Manhattan, nel quartiere che storicamente era il luogo dove viveva la sinistra ebraica. Il quartiere dei Rosenberg, scienziati comunisti uccisi sulla sedia elettrica per volontà di Eisenhower che respinse la richiesta di grazia avanzata da Picasso, Einstein, Russel e centinaia di intellettuali di tutto il mondo.

Columbia è occupata. In centinaia di altre università la polizia è intervenuta ripetutamente e brutalmente per manganellare gli studenti. Ne ha arrestati a migliaia. Ma non mi pare che li abbia piegati. La mobilitazione è cresciuta.

Il tema di questa mobilitazione è la guerra in Medioriente. Cioè l’assalto di Israele alla Palestina. A Gaza, alla Cisgiordania. Sta provocando un vero massacro con pochi precedenti nel mondo occidentale. L’unico precedente forse è la guerra americana in Vietnam.

E infatti le scene che vediamo in questi giorni in Tv ricordano proprio le scene di più di mezzo secolo fa. torna in mente il film “Fragole e Sangue” del regista Stuart Hagman, bellissimo, struggente, del 1970: si conclude con gli studenti “matati” dalla polizia della California, che reagiscono immobili, seduti a terra sotto i colpi dei manganelli, cantando in coro “give peace a chance”, la celeberrima canzone pacifista di John Lennon.

Qui in Italia i mass media si occupano poco della questione. E quando se ne occupano la trattano con lo snobismo dei benpensanti. Accusano i ragazzi di voler solo fare la moda, di essere ignoranti, di non sapere di politica.

Non capiscono – le persone perbene – che sta succedendo una cosa molto importante in America, e forse non sanno che l’America, in politica (e non solo), anticipa sempre il resto del mondo.

Non vedono l’analogia tra questa rivolta e la ribellione che alla fine degli anni sessanta stravolse il volto dell’America e il suo spirito pubblico.
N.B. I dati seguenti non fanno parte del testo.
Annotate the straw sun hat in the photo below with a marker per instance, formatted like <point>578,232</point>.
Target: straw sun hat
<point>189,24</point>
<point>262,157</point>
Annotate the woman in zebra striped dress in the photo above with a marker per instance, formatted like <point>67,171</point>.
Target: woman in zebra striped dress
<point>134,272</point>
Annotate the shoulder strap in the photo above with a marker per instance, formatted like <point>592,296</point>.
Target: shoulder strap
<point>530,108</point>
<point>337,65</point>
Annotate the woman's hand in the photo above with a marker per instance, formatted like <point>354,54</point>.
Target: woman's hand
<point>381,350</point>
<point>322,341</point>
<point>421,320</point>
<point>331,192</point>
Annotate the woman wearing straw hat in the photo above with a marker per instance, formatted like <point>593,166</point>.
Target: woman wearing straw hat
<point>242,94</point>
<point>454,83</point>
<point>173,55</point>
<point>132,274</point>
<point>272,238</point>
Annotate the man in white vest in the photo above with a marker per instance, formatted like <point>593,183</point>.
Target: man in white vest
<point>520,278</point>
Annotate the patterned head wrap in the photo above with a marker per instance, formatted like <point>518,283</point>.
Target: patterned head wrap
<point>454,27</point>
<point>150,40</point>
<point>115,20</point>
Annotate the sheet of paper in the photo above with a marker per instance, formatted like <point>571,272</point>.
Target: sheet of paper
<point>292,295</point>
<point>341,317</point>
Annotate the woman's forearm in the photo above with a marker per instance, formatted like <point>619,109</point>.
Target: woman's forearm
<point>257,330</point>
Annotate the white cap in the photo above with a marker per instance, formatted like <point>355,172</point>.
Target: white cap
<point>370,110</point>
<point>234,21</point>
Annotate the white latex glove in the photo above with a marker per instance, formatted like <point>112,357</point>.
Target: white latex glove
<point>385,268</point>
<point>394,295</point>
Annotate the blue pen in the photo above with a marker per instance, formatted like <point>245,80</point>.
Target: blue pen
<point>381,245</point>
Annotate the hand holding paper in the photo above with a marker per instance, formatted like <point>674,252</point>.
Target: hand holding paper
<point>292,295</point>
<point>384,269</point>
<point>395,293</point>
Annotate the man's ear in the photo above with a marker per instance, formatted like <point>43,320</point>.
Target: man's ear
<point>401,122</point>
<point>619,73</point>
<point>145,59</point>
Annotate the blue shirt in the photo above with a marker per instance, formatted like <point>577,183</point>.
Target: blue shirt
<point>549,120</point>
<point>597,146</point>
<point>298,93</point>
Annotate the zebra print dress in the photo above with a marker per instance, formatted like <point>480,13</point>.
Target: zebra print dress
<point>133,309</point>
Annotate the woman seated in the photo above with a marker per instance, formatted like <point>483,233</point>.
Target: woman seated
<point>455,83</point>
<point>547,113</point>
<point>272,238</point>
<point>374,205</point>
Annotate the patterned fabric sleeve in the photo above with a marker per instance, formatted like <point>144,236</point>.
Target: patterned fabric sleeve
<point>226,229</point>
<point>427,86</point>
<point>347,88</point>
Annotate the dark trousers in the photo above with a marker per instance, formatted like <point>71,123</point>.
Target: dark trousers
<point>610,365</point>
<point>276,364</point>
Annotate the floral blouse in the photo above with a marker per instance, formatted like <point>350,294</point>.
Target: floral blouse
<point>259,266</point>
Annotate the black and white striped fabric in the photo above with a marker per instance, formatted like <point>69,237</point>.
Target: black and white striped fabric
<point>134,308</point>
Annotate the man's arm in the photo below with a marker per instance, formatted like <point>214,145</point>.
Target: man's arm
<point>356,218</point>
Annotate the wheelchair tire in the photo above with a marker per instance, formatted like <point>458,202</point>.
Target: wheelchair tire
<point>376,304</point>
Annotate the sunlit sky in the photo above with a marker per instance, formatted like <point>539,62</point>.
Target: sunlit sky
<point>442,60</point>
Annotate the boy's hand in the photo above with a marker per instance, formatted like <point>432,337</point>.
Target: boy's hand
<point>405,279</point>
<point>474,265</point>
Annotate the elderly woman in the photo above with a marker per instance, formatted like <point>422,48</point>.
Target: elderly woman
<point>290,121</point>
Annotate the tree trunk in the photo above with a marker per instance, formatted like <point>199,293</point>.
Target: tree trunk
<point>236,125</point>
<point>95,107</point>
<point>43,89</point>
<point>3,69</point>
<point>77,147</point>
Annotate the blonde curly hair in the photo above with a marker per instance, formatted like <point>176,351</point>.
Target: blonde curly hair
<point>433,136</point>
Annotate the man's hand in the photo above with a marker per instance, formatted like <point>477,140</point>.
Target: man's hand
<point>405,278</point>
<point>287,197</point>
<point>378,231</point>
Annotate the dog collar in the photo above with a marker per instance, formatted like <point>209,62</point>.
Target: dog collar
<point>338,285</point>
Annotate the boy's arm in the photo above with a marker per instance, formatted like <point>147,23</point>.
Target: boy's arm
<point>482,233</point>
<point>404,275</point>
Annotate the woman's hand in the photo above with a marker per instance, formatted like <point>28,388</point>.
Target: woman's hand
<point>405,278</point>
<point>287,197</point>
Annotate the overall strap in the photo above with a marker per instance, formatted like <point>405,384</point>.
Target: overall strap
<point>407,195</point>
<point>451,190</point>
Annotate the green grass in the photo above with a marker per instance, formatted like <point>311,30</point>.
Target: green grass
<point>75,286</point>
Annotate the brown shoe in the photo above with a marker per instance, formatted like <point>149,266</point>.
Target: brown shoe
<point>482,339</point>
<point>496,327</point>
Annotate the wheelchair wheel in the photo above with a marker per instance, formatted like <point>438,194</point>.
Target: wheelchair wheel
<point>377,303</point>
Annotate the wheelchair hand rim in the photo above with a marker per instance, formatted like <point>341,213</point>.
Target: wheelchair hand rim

Creò figure come quelle di Eugene McCarthy, Bob Kennedy, Abbie Hoffman, che misero a soqquadro i salotti della borghesia.

È dura per il nostro establishment misurarsi con questi fenomeni. Del resto anche alla fine degli anni sessanta gran parte della borghesia borghese sapeva solo indignarsi per i capelli lunghi dei ragazzi. Oltre non andava.

È complicato uscire dal metro di giudizio fondato essenzialmente o esclusivamente sull’ordine pubblico. I più istruiti richiamano addirittura Pasolini (che però non credo conoscano molto bene) per dire: noi stiamo coi poliziotti.

Non vedono che la lotta non è tra poliziotti e studenti. La lotta è tra una generazione in rivolta e un’idea gerarchica e guerresca del mondo, e più precisamente un’idea che vede nel diritto alla supremazia dell’Occidente la chiave della modernità.

Beh, se mi dovessero chiedere: secondo te è più moderno Abbie Hoffman o Biden, o Macron, o Meloni, o Scholtz – non cito nemmeno Netanyahu e Putin e Zelensky – risponderei senza esitazione: Hoffman, amici miei. Di gran lunga.